Before laying down the flooring for the room you’re working on, it’s absolutely important that you install the correct subfloor first. But what the best type of subfloor might be for one room isn’t necessarily the right type of subfloor for another – it all hinges on what kind of flooring your project entails.
Not only does the subfloor have to work with the flooring to protect it from moisture, but it needs to be able to support the floor as well. The thickness of your subfloor will depend on the construction design of your home, which will be indicated in the house plans.
Subfloor and Ceramic
If you’re laying down ceramic tile for your flooring project, you’re going to need a solid subflooring material. In a newer home that is still vulnerable to settling, ceramic tile can be easily damaged as the house moves. In this case, a ¾ inch thick subfloor of plywood is your best option, with a half inch backer board of either cement or concrete slab.

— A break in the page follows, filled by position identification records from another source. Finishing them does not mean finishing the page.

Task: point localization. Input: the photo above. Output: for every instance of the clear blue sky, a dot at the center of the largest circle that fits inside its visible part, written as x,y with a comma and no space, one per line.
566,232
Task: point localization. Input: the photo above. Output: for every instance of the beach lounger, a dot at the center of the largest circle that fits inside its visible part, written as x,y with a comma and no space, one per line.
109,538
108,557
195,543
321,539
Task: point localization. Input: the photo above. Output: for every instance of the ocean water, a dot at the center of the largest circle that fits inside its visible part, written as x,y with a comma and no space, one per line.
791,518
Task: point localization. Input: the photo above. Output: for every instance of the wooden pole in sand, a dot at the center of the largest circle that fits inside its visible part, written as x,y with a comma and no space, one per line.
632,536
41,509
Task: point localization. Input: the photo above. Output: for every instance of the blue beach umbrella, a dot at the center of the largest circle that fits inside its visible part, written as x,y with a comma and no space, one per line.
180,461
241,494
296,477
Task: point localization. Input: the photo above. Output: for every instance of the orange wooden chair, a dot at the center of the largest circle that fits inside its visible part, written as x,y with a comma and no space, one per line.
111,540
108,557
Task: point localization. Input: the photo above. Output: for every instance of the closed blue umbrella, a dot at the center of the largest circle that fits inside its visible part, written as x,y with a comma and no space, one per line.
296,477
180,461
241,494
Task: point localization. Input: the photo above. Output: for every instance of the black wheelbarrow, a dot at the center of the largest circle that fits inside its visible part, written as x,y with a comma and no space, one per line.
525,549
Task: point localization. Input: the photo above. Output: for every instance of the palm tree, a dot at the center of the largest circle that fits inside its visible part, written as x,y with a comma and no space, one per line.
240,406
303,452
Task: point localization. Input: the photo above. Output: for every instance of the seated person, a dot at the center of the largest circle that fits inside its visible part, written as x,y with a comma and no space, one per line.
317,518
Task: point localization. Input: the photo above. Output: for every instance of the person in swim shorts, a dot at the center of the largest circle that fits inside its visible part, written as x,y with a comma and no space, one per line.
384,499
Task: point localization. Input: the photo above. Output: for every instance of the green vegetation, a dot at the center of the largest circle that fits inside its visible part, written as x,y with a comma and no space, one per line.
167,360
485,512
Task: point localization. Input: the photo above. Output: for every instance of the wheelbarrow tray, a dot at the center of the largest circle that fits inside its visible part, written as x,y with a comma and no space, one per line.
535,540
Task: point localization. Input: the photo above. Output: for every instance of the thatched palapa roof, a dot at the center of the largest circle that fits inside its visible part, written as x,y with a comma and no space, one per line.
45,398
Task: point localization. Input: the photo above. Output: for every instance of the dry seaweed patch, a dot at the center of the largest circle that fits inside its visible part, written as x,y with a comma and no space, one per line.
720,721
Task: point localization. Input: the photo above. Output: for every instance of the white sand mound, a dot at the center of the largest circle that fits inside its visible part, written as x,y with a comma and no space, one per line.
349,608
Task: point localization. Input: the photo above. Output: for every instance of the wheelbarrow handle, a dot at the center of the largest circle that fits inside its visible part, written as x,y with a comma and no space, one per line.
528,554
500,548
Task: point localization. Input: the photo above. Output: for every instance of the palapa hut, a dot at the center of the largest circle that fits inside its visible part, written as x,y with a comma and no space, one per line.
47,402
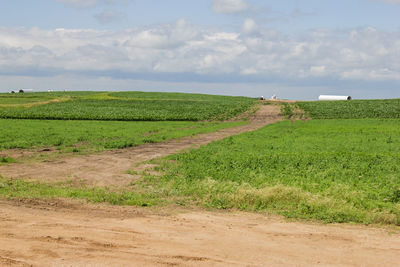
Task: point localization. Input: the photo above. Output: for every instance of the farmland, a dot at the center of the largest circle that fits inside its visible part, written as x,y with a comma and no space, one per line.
128,106
355,109
333,170
95,121
102,198
80,136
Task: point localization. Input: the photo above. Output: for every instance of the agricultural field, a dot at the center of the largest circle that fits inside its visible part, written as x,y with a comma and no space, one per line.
125,106
355,109
95,121
330,169
85,136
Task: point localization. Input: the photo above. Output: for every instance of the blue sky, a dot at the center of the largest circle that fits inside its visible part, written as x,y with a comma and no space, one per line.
296,49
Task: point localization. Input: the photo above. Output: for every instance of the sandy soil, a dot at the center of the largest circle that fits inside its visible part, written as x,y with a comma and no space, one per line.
64,233
109,168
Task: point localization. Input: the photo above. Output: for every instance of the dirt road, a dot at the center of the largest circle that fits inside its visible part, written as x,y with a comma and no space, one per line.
109,168
69,234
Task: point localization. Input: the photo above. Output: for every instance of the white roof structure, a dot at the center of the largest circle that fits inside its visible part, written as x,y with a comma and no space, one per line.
333,97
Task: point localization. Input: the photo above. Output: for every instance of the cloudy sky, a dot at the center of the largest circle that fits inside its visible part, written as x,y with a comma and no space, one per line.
296,49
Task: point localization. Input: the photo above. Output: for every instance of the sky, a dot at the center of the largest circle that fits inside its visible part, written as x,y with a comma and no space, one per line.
296,49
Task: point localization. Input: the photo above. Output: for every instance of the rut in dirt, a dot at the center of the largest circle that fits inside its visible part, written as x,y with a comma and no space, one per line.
109,168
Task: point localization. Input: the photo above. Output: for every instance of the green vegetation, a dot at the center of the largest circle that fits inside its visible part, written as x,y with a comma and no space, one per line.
354,109
80,136
345,169
128,106
332,170
22,189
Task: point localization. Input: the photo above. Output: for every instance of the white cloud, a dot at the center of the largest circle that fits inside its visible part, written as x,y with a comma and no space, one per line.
229,6
387,1
181,49
249,26
108,16
92,3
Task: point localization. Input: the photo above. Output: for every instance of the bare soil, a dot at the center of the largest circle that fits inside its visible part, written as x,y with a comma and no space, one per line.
109,168
71,233
65,233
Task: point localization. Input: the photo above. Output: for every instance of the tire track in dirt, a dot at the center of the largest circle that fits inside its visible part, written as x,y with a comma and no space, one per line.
109,168
102,235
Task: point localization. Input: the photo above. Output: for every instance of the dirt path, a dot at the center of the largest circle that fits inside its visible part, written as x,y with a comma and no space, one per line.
68,234
109,168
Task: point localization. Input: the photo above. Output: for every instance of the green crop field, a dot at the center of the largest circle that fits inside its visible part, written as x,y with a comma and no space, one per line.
341,166
356,109
75,135
128,106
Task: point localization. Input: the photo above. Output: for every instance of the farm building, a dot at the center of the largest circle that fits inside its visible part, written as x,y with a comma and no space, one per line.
333,97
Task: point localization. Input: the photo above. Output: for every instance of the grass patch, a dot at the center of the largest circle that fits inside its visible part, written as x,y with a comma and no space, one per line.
22,189
97,135
7,160
127,106
334,171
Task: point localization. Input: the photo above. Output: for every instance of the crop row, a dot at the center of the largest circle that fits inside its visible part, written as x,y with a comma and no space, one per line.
355,109
80,108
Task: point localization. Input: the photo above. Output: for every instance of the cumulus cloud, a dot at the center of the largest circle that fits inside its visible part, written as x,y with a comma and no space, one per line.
92,3
183,50
108,16
387,1
249,26
229,6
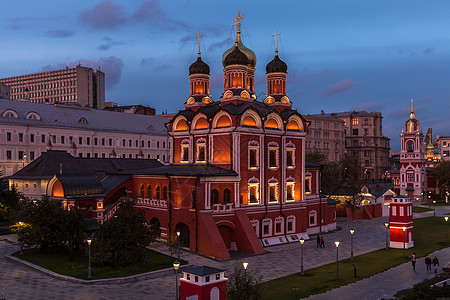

Subfloor materials that absorb moisture and may expand and contract are not a good option here, since that may actually cause the tile or the grout to crack and lift. Materials included in this ‘don’t use’ list are oriented strand board and any other porous, manufactured boards.
Subfloor and Laminate
Since laminate floors are designed to float, the flooring panel edges will not be attached to your subfloor. If you’re installing the floor correctly, you’ll have a thin, clear plastic sheet underneath the laminate to help it float – and with this, you can use a variety of subfloor materials, such as concrete and wood.
Subfloor and Wood
When installing solid wood flooring, it can easily be nailed to a subfloor of oriented strand board or plywood, unless you’re dealing with a basement subfloor. In that case, you’ll need to go with a highly moisture-resistant subfloor such as radiant heating or simply a different type of flooring that will not promote mold growth. If you absolutely must install a wood floor over a concrete base, your best bet is a subfloor of ¾ plywood or two by fours, with an asphalt felt or polyethylene film vapor barrier underneath.
Subfloor and Carpet
Since carpet can be installed directly over the subfloor, the thickness of the subfloor can vary according to what the house needs. There is no need to compensate for underlay or support an inflexible material, so either plywood or oriented strand board will work best with carpet.
What Subfloor Should Do
Although the correct type of subfloor for each room will vary according to the flooring that the project calls for, the best type of subfloor will perform all the necessary tasks to protect your flooring materials from moisture damage:
– It should protects against moisture seepage
– Lengthen the life of your flooring materials
– Warm your flooring by at least 20-30%
– Potentially provide drainage abilities
Naturally, before you begin installing a new subfloor, you’ll have to make sure that the surface you’re working with is clean and level. Remember, the subfloor that you lay down is the base for your carpet, laminate, linoleum, vinyl, or bamboo, and if you don’t work with the flooring material that you have, the life of your flooring will be drastically reduced.